NYT reviews The Garden Against Time: In Search of a Common Paradise by Olivia Laing (Norton): “This isn’t a historical survey of gardening, much less a practical guide, so much as an inquiry into the idea of the garden—its history and poetics, its relationship to sex, imagination and power. Laing…is a natural hybridizer.”
LitHub gathers the best-reviewed books of the week.
John Mulaney will narrate the audiobook for former SNL writer Simon Rich’s forthcoming short story collection Glory Days; People has the news.
Carol Moseley Braun, the first Black woman elected to the U.S. Senate, will release a memoir, Trailblazer: Perseverance in Life and Politics, to be published by Hanover Square early next year, Kirkus reports.

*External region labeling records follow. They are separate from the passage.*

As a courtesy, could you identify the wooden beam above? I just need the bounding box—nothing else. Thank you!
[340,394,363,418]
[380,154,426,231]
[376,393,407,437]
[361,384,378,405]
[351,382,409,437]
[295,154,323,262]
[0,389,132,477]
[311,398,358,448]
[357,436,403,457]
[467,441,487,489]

DK has launched a new imprint, DK Red, focused on lifestyle publishing and narrative nonfiction, Publishers Weekly reports.
Deadline reports on the launch of Bindery Books, a publisher that has social media book tastemakers lead their own publishing imprints.
Frederick Seidel, author of So What: Poems (Farrar), answers NYT’s “By the Book” questionnaire, while Irvine Welsh, author of The Long Knives (Vintage), answers The Guardian’s “The Books of My Life” questionnaire.
CBC interviews Paul Scheer, author of Joyful Recollections of Trauma (HarperOne; LJ starred review).
LA Times talks to Emily Nussbaum, author of Cue the Sun!: The Invention of Reality TV (Random; LJ starred review).
NYT gathers “7 New Books We Recommend This Week” and six new paperbacks to read this week.
PBS Newshour shares two sets of recommended summer reads.
Actor Donald Sutherland, author of the forthcoming memoir Made Up, But Still True (due out Nov. 12 from Crown), has died at age 88. Deadline and NYT have obituaries.
A director has been attached to an animated adaptation of Susanna Clarke’s Piranesi (Bloomsbury; LJ starred review); Deadline has the news.
Taika Waititi is in talks to direct a film adaptation of Percival Everett’s James (Doubleday; LJ starred review) for Universal, Deadline reports.
The rights to adapt Louis L’Amour’s 1963 Western novel Fallon have been acquired, according to Deadline.
AudioFile’s Behind the Mic podcast talks to audiobook narrator Kate Reading.